Lorsque j’étais étudiante, Erasmus et les échanges interuniversitaires n’existaient pas. Grâce à ma bourse des IPES, au programme Greyhound 99$ pour 99 jours, et avec l’autorisation de mon enseignant référent (Merci Pierre Sorlin), j’avais pu prendre un semestre sabbatique et parcourir l’Amérique du Nord de l’est à l’ouest et du nord au sud et rapporter une moisson extraordinaire de souvenirs, d’observations, de diapositives, de rencontres, de questions, qui ont décidé de mon avenir. Dès mon arrivée à Paris 1 en 2006 j’ai été soucieuse de favoriser la mobilité des étudiants. J’ai fait entrer l’université Paris 1 dans le consortium Micefa (Mission interuniversitaire de coordination d’échanges franco-américains) avec l’aide de Nancy Merritt, qui en était à l’époque la directrice, et dans le circuit des Congrès interuniversitaires Nafta. Comme déléguée à l’international de l’UFR d’histoire, j’ai pu travailler avec les collègues de la Maison internationale (mention spéciale à Véronique Ténèze qui n’a jamais ménagé son temps et sa peine) et les autres délégués d’UFR, dans cette si jolie villa art nouveau de la rue Arago. Les étudiants ne savent pas suffisamment le temps et l’énergie nécessaires pour leur permettre de réaliser leur rêve de séjour à l’étranger.

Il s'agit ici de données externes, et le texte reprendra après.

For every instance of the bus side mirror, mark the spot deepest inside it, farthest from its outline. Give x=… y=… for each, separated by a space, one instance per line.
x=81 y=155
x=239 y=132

J’ai aussi eu grand plaisir à participer aux activités de la Commission franco-américaine Fulbright, avec Françoise Gaulme puis avec Arnaud Roujou de Boubée. Merci pour ce soutien si utile à l’élargissement de l’horizon mental des étudiants et à une meilleure compréhension mutuelle des jeunesses dans le monde.
J’ai apprécié la présence d’auditeurs libres dans les cours magistraux de licence, qui outre le mélange intergénérationnel fait partie de la mission de l’université de diffuser largement les avancées des connaissances.
La recherche internationale
Cette mobilisation de la recherche est un des pôles des activités du CRHNA, lieu actif de colloques, de journées d’études, de conférences, de réunion de groupes de travail avec des chercheurs d’autres universités de France mais aussi d’Europe, des États-Unis, du Canada et du Mexique.
Je suis reconnaissante envers les collègues qui m’ont aidée à m’améliorer constamment, ceux qui m’ont formée, ceux qui m’ont accompagnée, ceux qui continuent avec le même idéal de permettre à de jeunes esprits de réaliser leur potentiel, de devenir ce qu’ils sont.
Une carrière atypique et exceptionnellement longue
Ma carrière n’a pas été un long fleuve tranquille. Pur produit de la méritocratie républicaine, progressant grâce aux concours (Ecole normale d’institutrices, IPES, Capes, Agrégation) et à la recherche (maîtrise, thèse), j’ai eu la chance et le privilège de pouvoir apprendre, partager et de continuer à progresser toute ma vie.
Je souhaite de belles années d’enseignement et de recherche à Hélène Harter, élue professeur d’histoire de l’Amérique du Nord et directrice du CRHNA.